Your customers are always looking online to get ideas when thinking about visiting a new business. To ease this process, make sure that all of your social profiles are up to date and easy to read, as well as portray your business with the correct ambiance. It’s not uncommon for new customers to be hesitant about visiting the unknown. Your social presence needs to provide a compelling reason for them to engage with you. However, never sell your business through a clouded social media lens. Customers expecting one experience based on how your business is represented on social media, only to walk in to something entirely different, will likely result in negatively affecting your business as a whole.

Your social media promotional efforts should also be backed up with an engaging customer-facing website in order to complete the experience. This will further provide your customers with an even better idea as to what they can expect when choosing your business over the competition. Think of a great website as a first handshake, before they commit to visiting your business for the first time. Your website must be mobile friendly so that it can easily be viewed from your phone without distorting the message or making the experience inferior in any way. 

Technology that’s here to stay

This growing trend in technology is a strong reflection as to how business owners are looking to maintain their operations with their distributor – online, expedited, quick-to-answer and respond and capable of addressing all of your needs through a variety of technological channels and initiatives. It would be unfair and, quite frankly, unacceptable, for a distributor to suggest that you engage with your customers through the advancements of technology if they themselves are not capable of providing the same level of service to meet your day-to-day business needs. Technology will continue to impact and affect buyer behavior. This can be seen both from the customers that frequent your establishment, as well as the way that you engage (or want to engage) with them.

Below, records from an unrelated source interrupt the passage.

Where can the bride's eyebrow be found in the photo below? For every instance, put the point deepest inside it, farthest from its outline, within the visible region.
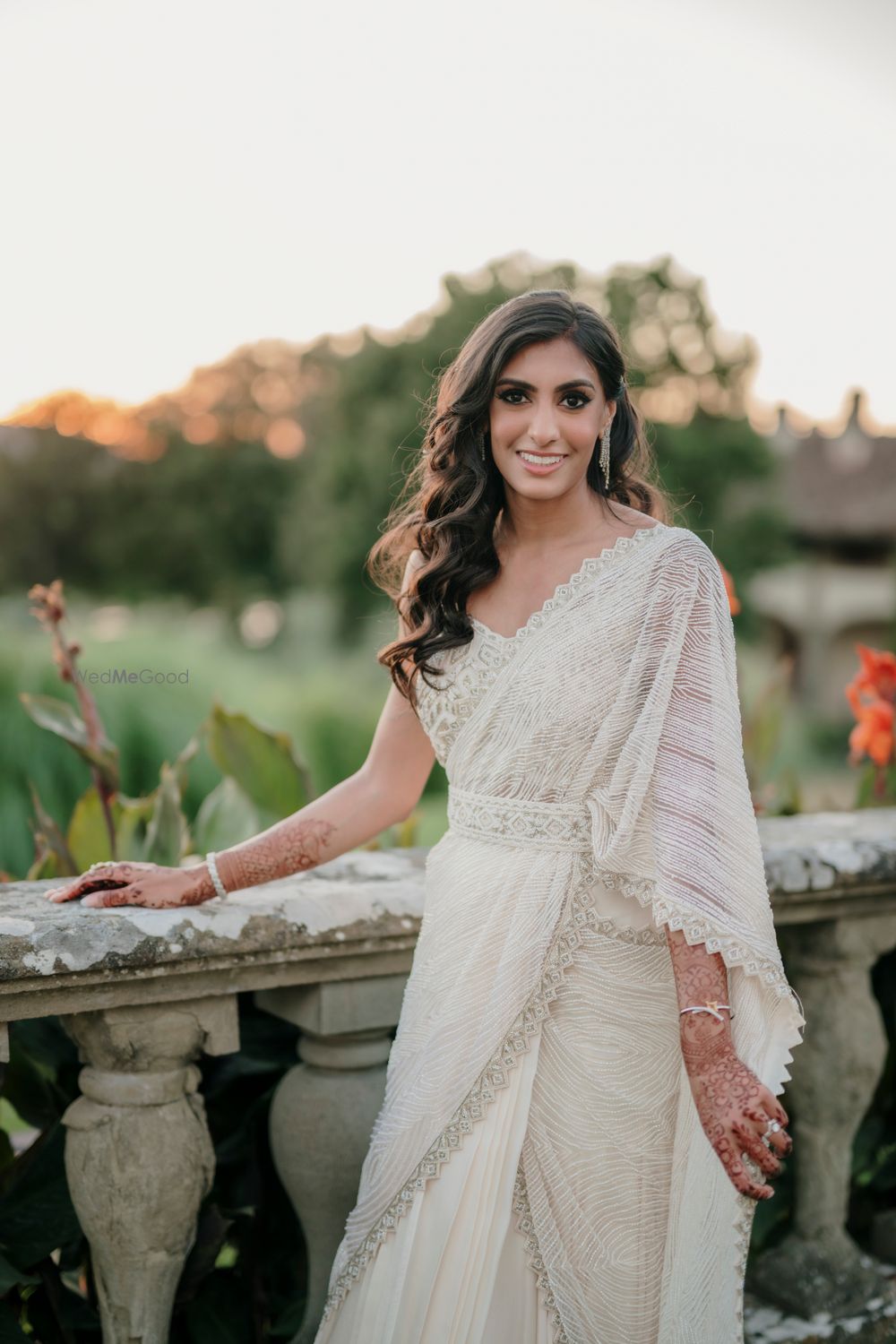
(560, 387)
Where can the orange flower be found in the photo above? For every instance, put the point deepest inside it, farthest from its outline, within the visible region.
(874, 680)
(874, 734)
(729, 588)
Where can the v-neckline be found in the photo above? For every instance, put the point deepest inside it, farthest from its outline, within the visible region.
(563, 590)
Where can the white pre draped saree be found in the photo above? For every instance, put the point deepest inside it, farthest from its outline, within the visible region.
(538, 1172)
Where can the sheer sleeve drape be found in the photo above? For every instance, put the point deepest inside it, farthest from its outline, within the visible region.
(670, 804)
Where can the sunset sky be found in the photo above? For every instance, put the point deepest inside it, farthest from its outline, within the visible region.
(185, 177)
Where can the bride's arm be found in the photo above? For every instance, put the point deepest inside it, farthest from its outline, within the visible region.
(383, 790)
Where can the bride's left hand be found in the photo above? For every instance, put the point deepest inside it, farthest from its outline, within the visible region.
(734, 1107)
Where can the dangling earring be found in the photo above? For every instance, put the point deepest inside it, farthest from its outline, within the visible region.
(605, 456)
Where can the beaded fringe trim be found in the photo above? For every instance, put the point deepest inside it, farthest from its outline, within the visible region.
(559, 957)
(533, 1257)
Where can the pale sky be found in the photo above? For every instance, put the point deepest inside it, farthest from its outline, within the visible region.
(185, 177)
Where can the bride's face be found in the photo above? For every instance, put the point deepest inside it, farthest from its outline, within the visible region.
(547, 405)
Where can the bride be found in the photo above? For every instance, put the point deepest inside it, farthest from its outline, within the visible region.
(581, 1101)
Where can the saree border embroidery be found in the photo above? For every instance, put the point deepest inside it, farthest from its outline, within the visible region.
(578, 913)
(533, 1255)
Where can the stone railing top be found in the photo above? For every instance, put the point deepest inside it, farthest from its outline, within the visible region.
(363, 900)
(371, 900)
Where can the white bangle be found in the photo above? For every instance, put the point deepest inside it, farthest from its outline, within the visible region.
(215, 878)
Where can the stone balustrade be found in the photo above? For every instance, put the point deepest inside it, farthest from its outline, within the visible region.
(144, 992)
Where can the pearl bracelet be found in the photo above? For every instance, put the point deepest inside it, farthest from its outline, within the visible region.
(710, 1007)
(212, 870)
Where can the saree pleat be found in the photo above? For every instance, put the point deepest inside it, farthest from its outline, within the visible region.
(597, 793)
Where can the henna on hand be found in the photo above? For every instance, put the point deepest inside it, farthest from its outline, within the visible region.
(293, 844)
(732, 1104)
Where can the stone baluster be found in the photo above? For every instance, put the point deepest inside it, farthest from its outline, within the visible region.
(834, 1073)
(324, 1109)
(139, 1156)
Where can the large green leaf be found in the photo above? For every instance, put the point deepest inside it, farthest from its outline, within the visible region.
(167, 835)
(10, 1330)
(88, 835)
(225, 817)
(37, 1214)
(260, 761)
(53, 836)
(10, 1276)
(62, 718)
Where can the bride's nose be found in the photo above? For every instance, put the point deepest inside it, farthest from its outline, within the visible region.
(543, 427)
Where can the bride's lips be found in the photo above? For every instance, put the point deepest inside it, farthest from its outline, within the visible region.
(541, 470)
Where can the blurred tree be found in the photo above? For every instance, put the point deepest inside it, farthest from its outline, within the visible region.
(279, 465)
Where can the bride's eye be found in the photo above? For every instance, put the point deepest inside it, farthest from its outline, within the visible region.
(517, 392)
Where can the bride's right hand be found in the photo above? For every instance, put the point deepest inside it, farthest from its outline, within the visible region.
(137, 884)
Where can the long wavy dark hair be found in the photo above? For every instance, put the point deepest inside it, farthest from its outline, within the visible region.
(452, 499)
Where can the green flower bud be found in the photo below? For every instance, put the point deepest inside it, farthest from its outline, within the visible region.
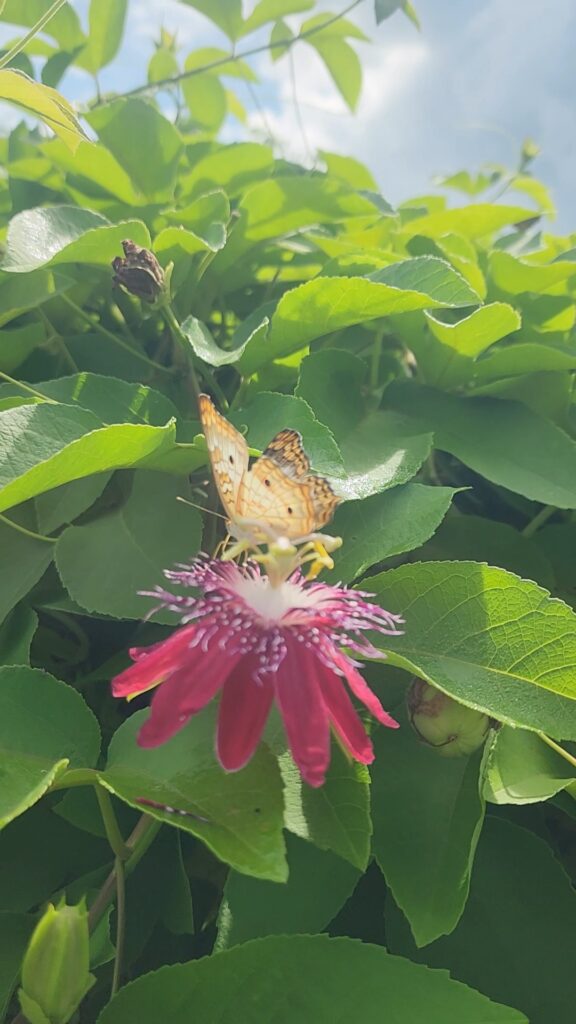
(54, 974)
(450, 727)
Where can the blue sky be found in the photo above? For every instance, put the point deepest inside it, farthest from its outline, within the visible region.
(480, 77)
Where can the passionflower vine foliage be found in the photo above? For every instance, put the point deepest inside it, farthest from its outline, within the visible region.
(259, 640)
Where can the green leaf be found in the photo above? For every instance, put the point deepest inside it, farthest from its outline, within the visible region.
(490, 640)
(470, 538)
(426, 865)
(44, 727)
(225, 13)
(342, 65)
(523, 769)
(57, 443)
(125, 127)
(518, 924)
(16, 634)
(270, 10)
(304, 978)
(502, 440)
(450, 363)
(386, 524)
(253, 908)
(106, 30)
(15, 930)
(476, 221)
(328, 304)
(334, 817)
(42, 102)
(515, 275)
(244, 809)
(24, 561)
(270, 413)
(54, 235)
(106, 562)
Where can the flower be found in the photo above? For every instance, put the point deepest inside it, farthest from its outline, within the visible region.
(259, 643)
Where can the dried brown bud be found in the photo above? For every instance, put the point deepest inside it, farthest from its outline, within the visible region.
(138, 271)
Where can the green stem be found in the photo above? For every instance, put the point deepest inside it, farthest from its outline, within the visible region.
(27, 388)
(27, 532)
(559, 750)
(19, 46)
(96, 326)
(230, 58)
(113, 833)
(539, 519)
(120, 924)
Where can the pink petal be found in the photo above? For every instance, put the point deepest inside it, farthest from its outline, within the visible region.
(153, 664)
(303, 711)
(244, 708)
(344, 718)
(184, 693)
(361, 690)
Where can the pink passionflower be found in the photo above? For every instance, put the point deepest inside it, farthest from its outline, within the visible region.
(260, 643)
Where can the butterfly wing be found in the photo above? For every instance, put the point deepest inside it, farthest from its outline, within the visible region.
(229, 454)
(291, 507)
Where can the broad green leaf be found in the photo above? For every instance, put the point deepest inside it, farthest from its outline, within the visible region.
(54, 235)
(312, 979)
(522, 358)
(518, 924)
(44, 102)
(427, 814)
(230, 167)
(244, 809)
(342, 65)
(328, 304)
(104, 563)
(57, 443)
(106, 29)
(253, 908)
(16, 634)
(24, 560)
(490, 640)
(64, 27)
(17, 343)
(471, 538)
(504, 441)
(523, 769)
(62, 505)
(125, 127)
(450, 361)
(94, 164)
(515, 275)
(206, 347)
(386, 524)
(475, 221)
(270, 413)
(15, 930)
(334, 817)
(225, 13)
(44, 727)
(270, 10)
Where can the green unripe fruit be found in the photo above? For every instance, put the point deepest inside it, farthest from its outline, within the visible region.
(450, 727)
(55, 973)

Consumer preferences are changing faster than ever, dictating how your business must respond. The distributor that you have chosen to partner with should be in the business of delivering value. When they deliver on value, it demonstrates an understanding of what is truly important. A distributor capable of delivering value and unforgettable experiences is infectious, and it will help you, in turn, deliver unforgettable experiences to your own customers.

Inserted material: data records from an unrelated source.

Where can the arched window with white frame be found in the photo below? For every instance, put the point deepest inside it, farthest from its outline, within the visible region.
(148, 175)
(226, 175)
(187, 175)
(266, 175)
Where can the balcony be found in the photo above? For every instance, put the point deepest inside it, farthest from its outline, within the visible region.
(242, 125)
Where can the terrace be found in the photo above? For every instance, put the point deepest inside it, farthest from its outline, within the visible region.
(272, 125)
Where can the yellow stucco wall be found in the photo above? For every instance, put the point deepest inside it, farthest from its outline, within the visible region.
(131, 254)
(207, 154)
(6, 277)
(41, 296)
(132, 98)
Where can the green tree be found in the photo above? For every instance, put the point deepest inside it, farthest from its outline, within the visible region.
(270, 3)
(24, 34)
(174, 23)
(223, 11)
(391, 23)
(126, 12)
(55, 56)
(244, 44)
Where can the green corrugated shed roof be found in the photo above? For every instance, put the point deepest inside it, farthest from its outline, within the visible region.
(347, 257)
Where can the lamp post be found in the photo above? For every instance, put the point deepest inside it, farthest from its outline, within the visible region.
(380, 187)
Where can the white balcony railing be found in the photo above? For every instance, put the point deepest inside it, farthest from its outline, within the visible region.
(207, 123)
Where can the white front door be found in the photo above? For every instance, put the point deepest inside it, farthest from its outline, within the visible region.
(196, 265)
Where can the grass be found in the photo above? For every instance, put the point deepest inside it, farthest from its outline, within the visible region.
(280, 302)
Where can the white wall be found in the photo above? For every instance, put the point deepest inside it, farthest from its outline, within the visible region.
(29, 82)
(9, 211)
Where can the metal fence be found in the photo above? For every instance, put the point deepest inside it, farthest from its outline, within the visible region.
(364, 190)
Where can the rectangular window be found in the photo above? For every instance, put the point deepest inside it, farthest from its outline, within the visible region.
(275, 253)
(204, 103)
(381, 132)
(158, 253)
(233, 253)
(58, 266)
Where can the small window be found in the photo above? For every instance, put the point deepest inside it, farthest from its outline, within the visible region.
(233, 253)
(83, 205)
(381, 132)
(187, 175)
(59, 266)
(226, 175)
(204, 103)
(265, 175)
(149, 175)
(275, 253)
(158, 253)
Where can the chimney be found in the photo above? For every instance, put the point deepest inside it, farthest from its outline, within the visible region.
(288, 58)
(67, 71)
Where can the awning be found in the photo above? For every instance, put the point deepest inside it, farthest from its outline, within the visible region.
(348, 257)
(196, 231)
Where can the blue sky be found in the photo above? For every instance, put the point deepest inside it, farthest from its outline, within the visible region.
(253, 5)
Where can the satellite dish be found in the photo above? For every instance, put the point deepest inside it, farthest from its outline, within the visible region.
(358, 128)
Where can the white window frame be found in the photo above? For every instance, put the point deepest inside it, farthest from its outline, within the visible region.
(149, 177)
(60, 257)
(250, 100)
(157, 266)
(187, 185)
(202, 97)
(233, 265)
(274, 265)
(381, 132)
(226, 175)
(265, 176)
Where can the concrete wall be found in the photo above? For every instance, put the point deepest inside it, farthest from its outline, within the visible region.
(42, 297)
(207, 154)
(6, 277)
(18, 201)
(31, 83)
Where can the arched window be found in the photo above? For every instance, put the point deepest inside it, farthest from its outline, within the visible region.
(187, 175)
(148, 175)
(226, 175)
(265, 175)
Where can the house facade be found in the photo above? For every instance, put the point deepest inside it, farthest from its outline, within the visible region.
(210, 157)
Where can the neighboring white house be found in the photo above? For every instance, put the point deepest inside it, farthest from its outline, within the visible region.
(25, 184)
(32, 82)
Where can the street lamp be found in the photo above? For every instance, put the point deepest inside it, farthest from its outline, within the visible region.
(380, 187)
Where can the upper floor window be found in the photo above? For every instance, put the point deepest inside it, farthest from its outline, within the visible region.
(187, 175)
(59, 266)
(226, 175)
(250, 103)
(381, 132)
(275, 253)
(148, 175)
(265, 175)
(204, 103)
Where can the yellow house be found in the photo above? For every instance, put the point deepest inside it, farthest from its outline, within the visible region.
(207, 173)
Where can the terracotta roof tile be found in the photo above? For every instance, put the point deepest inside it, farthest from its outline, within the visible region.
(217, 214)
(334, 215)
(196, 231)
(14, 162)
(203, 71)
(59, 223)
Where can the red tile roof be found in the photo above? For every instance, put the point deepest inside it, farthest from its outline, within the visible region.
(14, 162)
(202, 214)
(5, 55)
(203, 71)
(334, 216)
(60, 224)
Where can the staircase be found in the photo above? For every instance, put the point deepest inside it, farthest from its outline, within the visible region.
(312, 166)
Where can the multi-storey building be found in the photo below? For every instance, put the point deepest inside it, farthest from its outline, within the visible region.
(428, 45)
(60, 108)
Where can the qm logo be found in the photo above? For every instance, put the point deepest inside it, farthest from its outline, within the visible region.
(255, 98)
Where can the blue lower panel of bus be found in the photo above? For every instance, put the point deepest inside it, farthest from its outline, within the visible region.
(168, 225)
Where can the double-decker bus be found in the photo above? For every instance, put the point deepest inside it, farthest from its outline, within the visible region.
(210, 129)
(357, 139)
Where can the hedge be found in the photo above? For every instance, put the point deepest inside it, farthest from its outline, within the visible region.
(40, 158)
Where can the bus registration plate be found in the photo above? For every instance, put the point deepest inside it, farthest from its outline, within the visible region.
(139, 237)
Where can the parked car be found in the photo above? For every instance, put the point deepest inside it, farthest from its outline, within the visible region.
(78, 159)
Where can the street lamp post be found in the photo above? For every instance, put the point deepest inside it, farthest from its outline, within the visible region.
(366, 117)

A thoughtful and in-the-know distributor should always have the pulse of what consumers want as a means to help you innovate and continually reinvent yourself in order to remain relevant in a highly competitive landscape. When they can adapt and respond with speed and agility, they help you to keep pace, stay relevant and often outpace your competition. Ultimately, their business should be dedicated to helping you succeed with yours, utilizing non-traditional methods to better serve your needs through more interesting and engaging uses of product management, technology and education. While it’s true that people do business with people they like, they also look to do business with the people that are committed and able to execute. Finding a distributor that can serve you better and become a comprehensive, go-to resource for all of your business needs is the end game.

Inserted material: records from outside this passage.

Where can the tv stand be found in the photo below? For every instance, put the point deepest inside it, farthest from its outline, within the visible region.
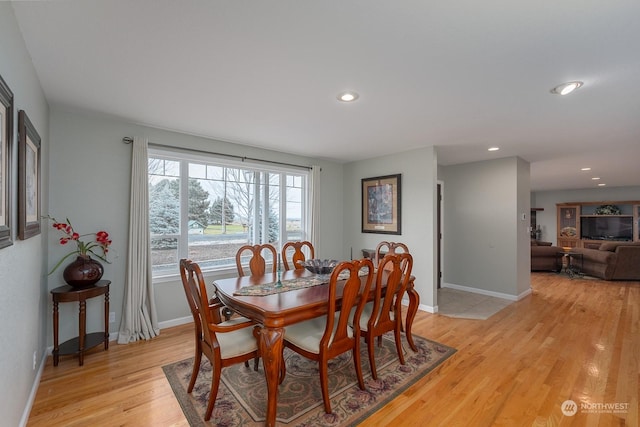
(601, 227)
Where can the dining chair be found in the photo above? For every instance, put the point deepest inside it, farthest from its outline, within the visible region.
(384, 313)
(224, 343)
(297, 250)
(384, 248)
(326, 337)
(257, 262)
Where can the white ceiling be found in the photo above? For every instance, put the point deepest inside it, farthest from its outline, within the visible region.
(459, 75)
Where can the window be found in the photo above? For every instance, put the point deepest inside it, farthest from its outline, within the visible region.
(205, 209)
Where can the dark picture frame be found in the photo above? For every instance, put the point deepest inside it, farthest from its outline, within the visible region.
(29, 178)
(381, 204)
(6, 147)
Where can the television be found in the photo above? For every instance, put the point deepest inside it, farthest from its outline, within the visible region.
(606, 228)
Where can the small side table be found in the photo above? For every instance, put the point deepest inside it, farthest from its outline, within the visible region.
(83, 341)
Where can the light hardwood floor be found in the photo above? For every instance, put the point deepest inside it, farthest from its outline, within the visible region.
(571, 339)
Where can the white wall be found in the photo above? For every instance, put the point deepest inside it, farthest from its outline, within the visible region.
(24, 295)
(90, 184)
(485, 238)
(547, 200)
(419, 170)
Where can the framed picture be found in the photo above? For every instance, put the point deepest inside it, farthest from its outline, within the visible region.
(6, 136)
(29, 178)
(381, 204)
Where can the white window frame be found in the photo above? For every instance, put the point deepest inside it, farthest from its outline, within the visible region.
(185, 157)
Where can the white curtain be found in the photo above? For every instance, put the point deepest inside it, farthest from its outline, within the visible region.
(314, 205)
(139, 318)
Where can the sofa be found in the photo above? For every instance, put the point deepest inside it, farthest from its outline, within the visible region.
(544, 256)
(611, 261)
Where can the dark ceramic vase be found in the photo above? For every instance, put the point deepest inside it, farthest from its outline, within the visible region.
(84, 271)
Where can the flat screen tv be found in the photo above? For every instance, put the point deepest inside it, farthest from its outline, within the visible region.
(606, 228)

Technology is advancing faster than ever before and it’s here to stay. As a business owner, your digital media strategy should be flexible to more easily respond to what does and doesn’t work. Discover how your customers found out about you to gauge where they’re spending time online in order to maximize those platforms. Cross-link all of your online profiles and link your website to your mobile app and social media pages. In doing so, you’ll be able to strategically cover more ground while building a base of followers on their preferred platform. The end result will likely translate to an increase in new traffic, while also building upon an established foundation of regulars.